As shown in Table 2, add H ² CN is compared to convolutional neural network based architectures, including classical methods such as I3D, GST, TSM, and more recent methods such as TDN and SELFYNet. H ² CN in Something V1&Top-1 accuracies of 53.6% and 65.2% were achieved on V2, respectively. H2CN and method based on convolution neural networkSignificant advantages over them. These results demonstrate H ² The ability of the CN to capture a variety of dynamic information.
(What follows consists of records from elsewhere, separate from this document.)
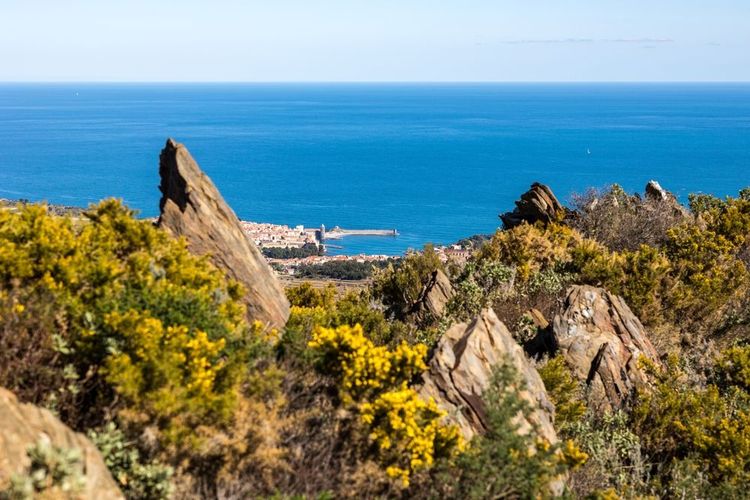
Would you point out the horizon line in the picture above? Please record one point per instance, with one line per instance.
(371, 82)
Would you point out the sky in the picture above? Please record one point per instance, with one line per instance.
(374, 40)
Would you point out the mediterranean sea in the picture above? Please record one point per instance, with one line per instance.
(437, 162)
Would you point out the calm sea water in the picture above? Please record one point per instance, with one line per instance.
(436, 162)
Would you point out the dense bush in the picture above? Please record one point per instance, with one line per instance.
(565, 392)
(132, 317)
(406, 432)
(340, 270)
(54, 473)
(138, 480)
(707, 425)
(399, 287)
(109, 319)
(624, 222)
(507, 462)
(306, 250)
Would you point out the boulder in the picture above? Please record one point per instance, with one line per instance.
(665, 200)
(461, 369)
(24, 425)
(537, 204)
(656, 192)
(433, 298)
(192, 207)
(602, 342)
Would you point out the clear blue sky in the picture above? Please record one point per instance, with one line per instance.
(375, 40)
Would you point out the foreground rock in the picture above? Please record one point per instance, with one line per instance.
(461, 368)
(433, 299)
(192, 207)
(538, 204)
(602, 342)
(25, 425)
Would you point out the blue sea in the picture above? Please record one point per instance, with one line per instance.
(437, 162)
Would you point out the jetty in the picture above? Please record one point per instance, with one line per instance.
(338, 233)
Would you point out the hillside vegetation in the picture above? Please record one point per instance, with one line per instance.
(117, 328)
With more sophisticated Transformer-based methods such as TimeSformer-HR]In contrast, H ² The performance of CN remains competitive.

3) On the diveng 48, the motion recognition accuracy of the present invention was compared with other most advanced motion recognition models, and the results are shown in table 3.

TABLE 3H ² Comparison of CN Performance with other most advanced models on Diving48

From Table 3, it can be seen that H compares to the convolutional neural network baseline ² CN achieved the best performance of 87.0%. More importantly, H ² The performance of CN was better than that of VIMPAC (85.5%) which is the best method based on Transformer.

Claims

1. A video motion classification method based on hierarchical dynamic modeling of hourglass convolution is characterized by comprising the following steps:

step 1, video data extraction and preprocessing:

sampling the tth key frame F _t Two consecutive frames before and after each in the character motion video V, and F _t Two consecutive frames before and after it are denoted as the t-th slice

Is represented by F _t The first two frames of the frame (a),

is represented by F _t The frame of the previous frame of the frame,

is represented by F _t The frame following the frame of the mobile communication terminal,

is represented by F _t The second two frames of (1);

step 2, constructing a hierarchical hourglass convolution network, comprising the following steps: a frame level dynamic information capture network, a fragment level dynamic information capture network and a classification network;

step 2.1, constructing hourglass convolution:

the hourglass convolution has a dimension of

Is processed to obtain output characteristics HgC (X), T 'represents the time dimension, H' represents the height, W 'represents the width, D' represents the channel number, whereinOutputting the tth characteristic HgC (X) of the characteristic HgC (X) _t Is obtained by using a formula (1):

in the formula (1), X _t+i For the T + i-th input feature of tensor X in the time dimension of T _i Is the i-th parameter of the time convolution layer, f is the spatial convolution function, W _{p·|i|+1,p·|i|+1} Is a parameter of the spatial convolution layer; t epsilon [0,T' -1]；

Step 2.2, the frame-level dynamic information capturing network is composed of a first volume block and a frame-level dynamic information capturing module of a ResNet50 network:

key frame images F = [ F ] of the person action video V ₁ ,F ₂ ,…,F _t ,…,F _T ]Inputting the data into a first volume block of a ResNet50 network for processing, and obtaining an output characteristic F ^S ；

Tensor C ' = [ C ' of input video data of human motion video V ' ₁ ,C' ₂ ,…,C' _t ,…,C' _T ]Inputting the data into a frame-level dynamic information capturing module, and sequentially processing the data by a down-sampling layer, a hourglass convolution layer, a space convolution layer and an up-sampling layer to obtain an output characteristic F ^fm ；

2.3, the fragment-level dynamic information capturing network consists of four convolution blocks which are connected in series, each convolution block consists of repeated units which are connected in series, and the number of the repeated units contained in each convolution block is different;

2. An electronic device comprising a memory and a processor, wherein the memory is configured to store a program that enables the processor to perform the video action classification method of claim 1, and the processor is configured to execute the program stored in the memory.

3. A computer-readable storage medium, on which a computer program is stored which, when being executed by a processor, carries out the steps of the video action classification method according to claim 1.